# How many cherry shrimp should I have in 5Gallon?



## djamm

I'm wondering how many cherry red shrimp I should start off with in a 5 gallon tank. It has hob style filter which I put a sponge on the intake...I would like to have a healthy active colony?

Cheers,


----------



## katienaha

start with 10ish. Make sure you have females and males. Their bioload is very minimal They will breed more readily if you have a carpet of some kind in the tank as well (plus the carpet will benefit from constant fertilization from the poopers..)


----------



## plantedinvertz

10-20 should do fine


----------



## trevorhoang

10-20 shrimps sounds good. i would recommend to have plenty of plants. java moss helps a lot. i started my 10g tank with 20 cherries and one of them is already 1 week pregnant. cant wait ^^


----------



## Tn23

I have like 100ish in my 5 gallon and they seem to be fine although its getting a bit packed...


----------



## Acipenser

I have been told 30 is ideal when starting a colony.


----------



## effox

I put 100 in my 10 gallon, so half that should be fine I would think. They were doing great until the summer heatwave when they got wiped out due to the heat fluctuations.


----------



## djamm

Well I started out with 30 Cherry Red Shrimp and two very very small albino bn pleco's...Shrimps will not eat them will they? I plan to move the pleco's to the 55 Gallon in a little bit. Thought I actually may see them in the smaller tank!


----------



## trevorhoang

naww i dun think the cherries will even bother the plecos. i have a small pleco in my cherry tank and the pleco is the bully that always gets first dibs on the food.


----------



## Mferko

i have a l144 in my tank with cherries for the last day, seems good
wierd thing tho about my bn plecos... they prefer NLS pellets even when i have fresh cucumber and yams in the tank on a screwcumber.. does NLS taste that good for fish?? the cherries ran over and picked on the yam while the l144 as well as my 3 bn's in the top tank all go straight for NLS


----------



## KBS1664

effox said:


> I put 100 in my 10 gallon, so half that should be fine I would think. They were doing great until the summer heatwave when they got wiped out due to the heat fluctuations.

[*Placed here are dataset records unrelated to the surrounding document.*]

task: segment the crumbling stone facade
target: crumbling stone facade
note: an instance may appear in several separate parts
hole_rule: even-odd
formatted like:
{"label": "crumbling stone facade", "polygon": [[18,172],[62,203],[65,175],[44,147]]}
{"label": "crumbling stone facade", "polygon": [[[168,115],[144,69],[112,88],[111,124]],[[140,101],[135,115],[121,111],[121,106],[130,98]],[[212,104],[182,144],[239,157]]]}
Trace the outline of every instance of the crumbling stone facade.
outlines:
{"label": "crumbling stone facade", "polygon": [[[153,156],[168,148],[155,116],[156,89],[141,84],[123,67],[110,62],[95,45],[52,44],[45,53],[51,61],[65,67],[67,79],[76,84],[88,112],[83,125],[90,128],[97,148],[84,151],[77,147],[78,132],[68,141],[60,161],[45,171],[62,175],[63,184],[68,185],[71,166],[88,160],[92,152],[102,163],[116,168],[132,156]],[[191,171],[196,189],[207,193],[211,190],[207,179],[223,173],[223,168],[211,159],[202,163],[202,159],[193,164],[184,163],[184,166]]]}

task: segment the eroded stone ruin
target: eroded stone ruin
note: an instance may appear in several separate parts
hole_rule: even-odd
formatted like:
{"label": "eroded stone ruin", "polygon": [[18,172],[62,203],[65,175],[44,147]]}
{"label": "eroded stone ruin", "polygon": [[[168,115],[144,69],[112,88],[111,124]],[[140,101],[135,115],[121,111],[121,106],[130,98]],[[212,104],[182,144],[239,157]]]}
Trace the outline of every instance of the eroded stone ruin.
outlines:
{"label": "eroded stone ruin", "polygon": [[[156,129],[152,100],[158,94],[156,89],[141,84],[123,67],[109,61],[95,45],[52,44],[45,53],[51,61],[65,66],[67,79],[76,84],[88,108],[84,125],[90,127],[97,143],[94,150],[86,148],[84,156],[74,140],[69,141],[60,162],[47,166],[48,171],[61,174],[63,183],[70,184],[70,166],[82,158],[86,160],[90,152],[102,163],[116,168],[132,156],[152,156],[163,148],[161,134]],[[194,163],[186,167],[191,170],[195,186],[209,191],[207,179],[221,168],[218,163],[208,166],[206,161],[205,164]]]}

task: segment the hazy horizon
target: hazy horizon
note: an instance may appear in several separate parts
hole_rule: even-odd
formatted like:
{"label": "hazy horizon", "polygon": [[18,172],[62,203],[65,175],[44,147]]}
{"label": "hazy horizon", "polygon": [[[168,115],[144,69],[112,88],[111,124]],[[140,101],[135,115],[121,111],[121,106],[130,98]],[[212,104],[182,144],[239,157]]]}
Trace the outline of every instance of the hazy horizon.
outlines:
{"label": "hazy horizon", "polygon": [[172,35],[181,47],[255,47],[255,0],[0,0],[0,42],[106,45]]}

Buy a window fan. During the day have the fan blowing all the hot air out of the room. Kept my betta tank and crabs at a consistant 78. Keeps the room at a normal temperature.


----------



## djamm

I have space in my basement that doesn't get too hot on those type of days...right at the moment I more worried what happens when the power goes out...and shrimp have to deal with the real cold temp outside the tank!


Cheers

Djamm


----------



## jkcichlid

Started my colony in a 25G with 10 RCS and after about 5 months have over 80


----------